Solution: x² + 4x + 3 = (x + 1)(x + 3) = 0. Zeros: x = –1, –3.

90. If zeros of p(x) = x² – kx + 4 are real and distinct, find k. (JEE Main 2020)

Answer: k² > 16.
Solution: For real and distinct zeros, discriminant > 0. a = 1, b = –k, c = 4. Discriminant: k² – 4(1)(4) = k² – 16 > 0. Thus, k² > 16.

91. Form a quadratic polynomial with sum of zeros 6 and product 8. (Original)

Answer: x² – 6x + 8.
Solution: Polynomial: x² – (sum)x + product = x² – 6x + 8.
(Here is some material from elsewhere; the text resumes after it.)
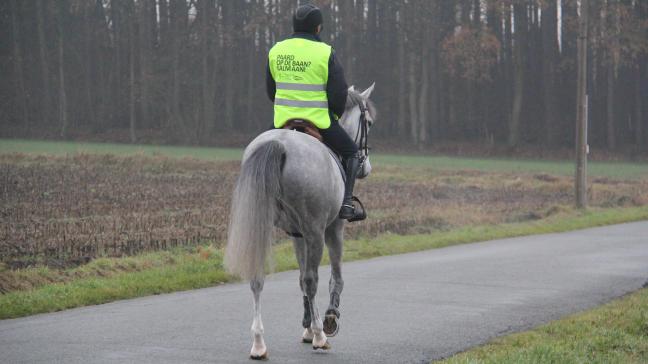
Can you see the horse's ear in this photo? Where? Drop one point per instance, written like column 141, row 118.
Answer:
column 366, row 93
92. Verify if –1 is a zero of p(x) = x³ + x² – x – 1. (NCERT Exemplar)

Answer: Yes.
Solution: p(–1) = (–1)³ + (–1)² – (–1) – 1 = –1 + 1 + 1 – 1 = 0. Thus, –1 is a zero.

93. Find the sum and product of zeros of p(x) = 2x² + x – 6. (CBSE 2020)

Answer: Sum = –1/2, Product = –3.
Solution: a = 2, b = 1, c = –6. Sum = –b/a = –1/2, Product = c/a = –6/2 = –3.

94. Form a quadratic polynomial with zeros –2 and 3. (IMO 2021)

Answer: x² – x – 6.
Solution: Sum = –2 + 3 = 1, Product = –2 × 3 = –6. Polynomial: x² – 1x – 6 = x² – x – 6.

95. Divide p(x) = x³ – 6x² + 8x – 3 by x – 3. (CBSE 2018)

Answer: Quotient = x² – 3x – 1, Remainder = 0.
Solution: Synthetic division: Coefficients = [1, –6, 8, –3], divisor = 3. Steps: 1 → 1, 3 × 1 = 3, –6 + 3 = –3, 3 × –3 = –9, 8 – 9 = –1, 3 × –1 = –3, –3 – 3 = –6. Quotient = x² – 3x – 1, Remainder = –6.

96. If one zero of p(x) = x² – 3x + k is 1, find k. (NTSE 2020)

Answer: k = 2.
Solution: p(1) = 1² – 3(1) + k = 1 – 3 + k = 0. Thus, k = 2.

97. Find the zeros of p(x) = x² – 2x – 3. (CBSE 2019)

Answer: –1, 3.
Solution: x² – 2x – 3 = (x – 3)(x + 1) = 0. Zeros: x = 3, –1.

98. Form a quadratic polynomial with sum of zeros 2/3 and product –1/3. (Original)

Answer: 3x² – 2x – 1.
Solution: Sum = 2/3, Product = –1/3. Polynomial: x² – (2/3)x – 1/3. Multiply by 3: 3x² – 2x – 1.

99. Verify if 1 is a zero of p(x) = x³ – 2x² + x – 2. (NCERT Exemplar)

Answer: No.
Solution: p(1) = 1³ – 2(1²) + 1 – 2 = 1 – 2 + 1 – 2 = –2 ≠ 0. Thus, 1 is not a zero.

100. Find the sum and product of zeros of p(x) = x² + 7x + 10. (CBSE 2020)

Answer: Sum = –7, Product = 10.
Solution: a = 1, b = 7, c = 10. Sum = –b/a = –7/1 = –7, Product = c/a = 10/1 = 10.